Demystifying LTE's evolved packet core

Tom Nolle, CIMI Corp
17 Mar 2010
00:00

"Wireless networks" are named for the so-called "last mile," the portion that delivers the connection to a handset. For the rest of the information path, the normal practice is to carry wireless traffic on wireline facilities, often called "backhaul," to the wireless service centers.

Backhaul in 2G and 3G wireless networks has been based on time-division multiplexing (TDM) circuits because TDM is the voice path for early-generation wireless. But with 4G Long Term Evolution (LTE) technology, no TDM pathway is needed, and no explicit "backhaul" at all. What replaces it is the concept of the "evolved packet core."

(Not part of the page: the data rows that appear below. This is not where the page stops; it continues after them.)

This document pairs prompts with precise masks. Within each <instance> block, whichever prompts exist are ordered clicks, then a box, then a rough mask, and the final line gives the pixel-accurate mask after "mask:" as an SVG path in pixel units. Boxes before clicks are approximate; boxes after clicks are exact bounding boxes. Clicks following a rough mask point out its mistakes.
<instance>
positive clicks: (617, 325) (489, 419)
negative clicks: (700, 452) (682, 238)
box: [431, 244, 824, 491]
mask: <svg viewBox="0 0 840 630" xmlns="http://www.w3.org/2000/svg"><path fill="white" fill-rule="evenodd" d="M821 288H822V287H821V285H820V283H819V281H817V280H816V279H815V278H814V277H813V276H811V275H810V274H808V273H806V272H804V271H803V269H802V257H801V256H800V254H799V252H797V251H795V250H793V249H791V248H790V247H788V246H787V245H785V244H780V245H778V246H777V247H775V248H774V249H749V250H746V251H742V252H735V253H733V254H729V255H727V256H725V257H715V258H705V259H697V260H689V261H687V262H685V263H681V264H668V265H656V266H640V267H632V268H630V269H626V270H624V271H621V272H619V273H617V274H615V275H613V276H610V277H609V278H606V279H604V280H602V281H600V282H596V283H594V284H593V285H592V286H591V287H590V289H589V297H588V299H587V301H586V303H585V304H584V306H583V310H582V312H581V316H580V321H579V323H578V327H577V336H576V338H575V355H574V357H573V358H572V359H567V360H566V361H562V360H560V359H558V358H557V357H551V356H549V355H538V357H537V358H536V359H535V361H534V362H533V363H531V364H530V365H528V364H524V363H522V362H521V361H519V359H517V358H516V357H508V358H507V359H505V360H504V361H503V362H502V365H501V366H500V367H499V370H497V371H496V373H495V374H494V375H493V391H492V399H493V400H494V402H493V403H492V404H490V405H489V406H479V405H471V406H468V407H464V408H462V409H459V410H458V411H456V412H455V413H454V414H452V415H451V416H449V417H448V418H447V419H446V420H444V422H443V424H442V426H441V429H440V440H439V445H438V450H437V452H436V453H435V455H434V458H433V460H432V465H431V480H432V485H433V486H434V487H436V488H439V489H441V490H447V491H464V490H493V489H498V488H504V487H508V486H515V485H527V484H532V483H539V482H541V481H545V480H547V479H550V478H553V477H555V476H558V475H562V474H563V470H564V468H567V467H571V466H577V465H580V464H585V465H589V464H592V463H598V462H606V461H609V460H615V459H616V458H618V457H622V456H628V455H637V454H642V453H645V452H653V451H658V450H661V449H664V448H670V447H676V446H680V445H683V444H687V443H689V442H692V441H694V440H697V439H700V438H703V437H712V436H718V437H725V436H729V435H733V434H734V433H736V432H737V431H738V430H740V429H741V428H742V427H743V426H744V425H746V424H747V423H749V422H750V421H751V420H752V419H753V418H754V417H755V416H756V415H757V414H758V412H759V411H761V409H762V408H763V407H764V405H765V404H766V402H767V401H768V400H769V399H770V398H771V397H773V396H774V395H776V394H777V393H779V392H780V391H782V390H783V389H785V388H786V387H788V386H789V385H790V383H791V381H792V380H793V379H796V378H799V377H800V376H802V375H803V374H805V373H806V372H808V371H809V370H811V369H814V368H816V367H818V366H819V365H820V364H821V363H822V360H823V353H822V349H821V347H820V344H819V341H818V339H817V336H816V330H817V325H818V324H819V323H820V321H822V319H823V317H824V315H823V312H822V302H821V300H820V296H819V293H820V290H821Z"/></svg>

The fact that an evolved packet core replaces backhaul may give the impression that LTE tower connections form a completely separate network. In some markets, that may well be; where wireless services are built because there is limited or no existing wireline infrastructure (the case in evolving economies, for example). In major industrial economies with mature wireline networks and evolving wireline consumer broadband deployment, however, it's far more likely that EPC will be intimately linked with metro/middle-mile deployments.

Almost all Tier 1 operators believe that to be true, and require such integration in their LTE planning. It is fortunate that, by design, EPC facilitates this integration with wireline infrastructure, though just how it comes about may be hard to wrestle from the standards.

For purposes of infrastructure planning, it's probably best to visualize an LTE deployment as being a radio network, a control layer and an evolved packet core layer.

The radio network consists of the LTE towers that create the subscriber coverage.
The control layer manages the registration of handsets, the identification of customers and the management of the handset relationship to the data infrastructure.

The evolved packet core layer is the link between a mobile user and the fixed metro/middle-mile transport facilities, and provides session, mobility and quality-of-service (QoS) management, enabling operators to connect users to applications in their service delivery environment, on the Internet and on corporate networks.